Contributors include Dan L. Burk, Oppenheimer, Wolff & Donnelly Professor of Law at the University of Minnesota Law School; Iain M. Cockburn, professor of finance and economics and Everett W. Lord Distinguished Faculty Scholar in the School of Management at Boston University; Wesley M. Cohen, Frederick C. Joerg Professor of Business Administration and professor of economics and management, Fuqua School of Business, Duke University; Stuart J. H. Graham, J.D., Ph.D., assistant professor of strategic management, College of Management, Georgia Institute of Technology; Mark A. Lemley, director, Stanford Center for Law, Science and Technology and William H. Neukom Professor of Law at Stanford Law School; David C. Mowery, William A. and Betty H. Hasler Professor of New Enterprise Development, Walter A. Haas School of Business, University of California, Berkeley; and Arti K. Rai, professor of law at Duke University School of Law.
Key Points
- Key questions about the institutional framework protecting intellectual property—such as whether patents actually increase innovation—have yet to be answered satisfactorily.
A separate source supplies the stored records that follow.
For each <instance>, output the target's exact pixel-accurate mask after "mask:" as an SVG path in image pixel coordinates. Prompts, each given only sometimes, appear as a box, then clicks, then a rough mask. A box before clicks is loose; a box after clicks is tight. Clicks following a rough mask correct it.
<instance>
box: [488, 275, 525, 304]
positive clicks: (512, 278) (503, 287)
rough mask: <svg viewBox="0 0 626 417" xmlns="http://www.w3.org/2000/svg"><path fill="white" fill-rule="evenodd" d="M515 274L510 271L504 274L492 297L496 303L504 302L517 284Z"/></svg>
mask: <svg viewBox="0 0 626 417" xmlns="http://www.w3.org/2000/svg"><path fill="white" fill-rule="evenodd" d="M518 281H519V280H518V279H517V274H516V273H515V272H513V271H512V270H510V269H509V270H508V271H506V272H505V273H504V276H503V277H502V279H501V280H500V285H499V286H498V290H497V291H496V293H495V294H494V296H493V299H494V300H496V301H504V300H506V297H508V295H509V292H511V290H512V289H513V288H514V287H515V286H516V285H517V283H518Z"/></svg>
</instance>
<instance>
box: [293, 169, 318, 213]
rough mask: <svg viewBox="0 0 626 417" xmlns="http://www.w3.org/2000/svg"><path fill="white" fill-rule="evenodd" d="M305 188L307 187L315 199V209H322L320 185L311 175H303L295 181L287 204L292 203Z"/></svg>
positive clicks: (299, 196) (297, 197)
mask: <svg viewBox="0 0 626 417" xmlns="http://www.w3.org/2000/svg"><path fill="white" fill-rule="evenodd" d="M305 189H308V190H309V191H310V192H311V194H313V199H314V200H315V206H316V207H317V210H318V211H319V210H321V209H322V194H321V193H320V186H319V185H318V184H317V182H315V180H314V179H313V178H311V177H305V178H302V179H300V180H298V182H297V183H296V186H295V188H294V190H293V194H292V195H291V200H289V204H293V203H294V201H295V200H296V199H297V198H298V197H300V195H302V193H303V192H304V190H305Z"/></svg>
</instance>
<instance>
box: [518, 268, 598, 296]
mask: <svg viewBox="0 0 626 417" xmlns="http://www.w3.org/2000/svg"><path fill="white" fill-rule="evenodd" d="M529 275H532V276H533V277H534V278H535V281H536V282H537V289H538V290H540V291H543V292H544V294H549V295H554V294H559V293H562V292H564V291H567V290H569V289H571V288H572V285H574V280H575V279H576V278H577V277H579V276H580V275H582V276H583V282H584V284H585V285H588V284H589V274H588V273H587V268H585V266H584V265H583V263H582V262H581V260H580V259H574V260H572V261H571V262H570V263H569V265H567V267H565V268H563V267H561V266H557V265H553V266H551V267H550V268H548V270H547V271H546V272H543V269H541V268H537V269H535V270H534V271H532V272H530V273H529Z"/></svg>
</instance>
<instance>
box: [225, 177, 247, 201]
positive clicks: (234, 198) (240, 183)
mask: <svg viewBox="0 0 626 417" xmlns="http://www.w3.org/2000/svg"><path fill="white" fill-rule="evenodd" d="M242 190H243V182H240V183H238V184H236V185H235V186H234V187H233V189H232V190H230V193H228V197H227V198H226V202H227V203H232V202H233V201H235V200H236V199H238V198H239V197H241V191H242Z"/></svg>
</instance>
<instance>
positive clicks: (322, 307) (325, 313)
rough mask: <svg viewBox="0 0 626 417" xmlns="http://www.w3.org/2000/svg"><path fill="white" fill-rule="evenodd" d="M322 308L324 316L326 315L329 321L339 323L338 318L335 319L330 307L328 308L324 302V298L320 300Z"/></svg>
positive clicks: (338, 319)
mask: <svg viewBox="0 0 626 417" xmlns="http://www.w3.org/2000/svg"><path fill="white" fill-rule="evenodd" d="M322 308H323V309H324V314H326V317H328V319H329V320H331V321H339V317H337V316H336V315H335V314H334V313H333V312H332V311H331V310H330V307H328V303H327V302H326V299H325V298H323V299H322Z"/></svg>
Calls for drastic changes to the current system should meet with skepticism until more empirical evidence is available.
- Software and gene sequences are now among the patentable subject matter, for better or worse. The most productive debates center on modifications to how patents are issued, not whether they should be issued.
- The jury is still out regarding software patents: Stuart Graham and David Mowery note that “little evidence suggests that increased patenting has been associated with higher levels of innovation in the U.S. software industry, and equally little evidence suggests that increased patenting has proven harmful to innovation in this important sector of the ‘post-industrial’ economy.” However, little empirical research has been done on this issue thus far.
- Dan Burk and Mark Lemley suggest reforming the structure of software patents: the public would be better served by having industry provide more detail on each patent disclosure, but with a lower standard for determining whether the patent contains a truly novel idea. This could result in a greater number of software patents with narrower scope and higher information content. In other words, they recommend creating exactly the opposite of today’s system. This reform would be best implemented through the courts.
- “Bioinformatics” combines software and biotechnology, and thus suffers from the patent problems of both fields. Iain Cockburn points out that patent filers exploit the differences in standards for disclosure, non-obviousness, and scope across the two fields, describing an invention as either software or biotechnology to gain the desired standards. Consistent standards are needed here.
- In another hybrid field, open biology research borrows a page from open-source software like Linux and loosens restraints in the biology research process. While this might seem like an unequivocally good thing, Arti Rai illustrates why it has serious implications for publishing research findings and attracting top research talent.
- How research is conducted affects a whole host of issues ranging from researcher motivations, to the extent of technology diffusion, to the overall level of innovation. Wesley Cohen suggests that practitioners examine the conditions that make open-source research workable for specific sorts of software before extending the model broadly to biological research.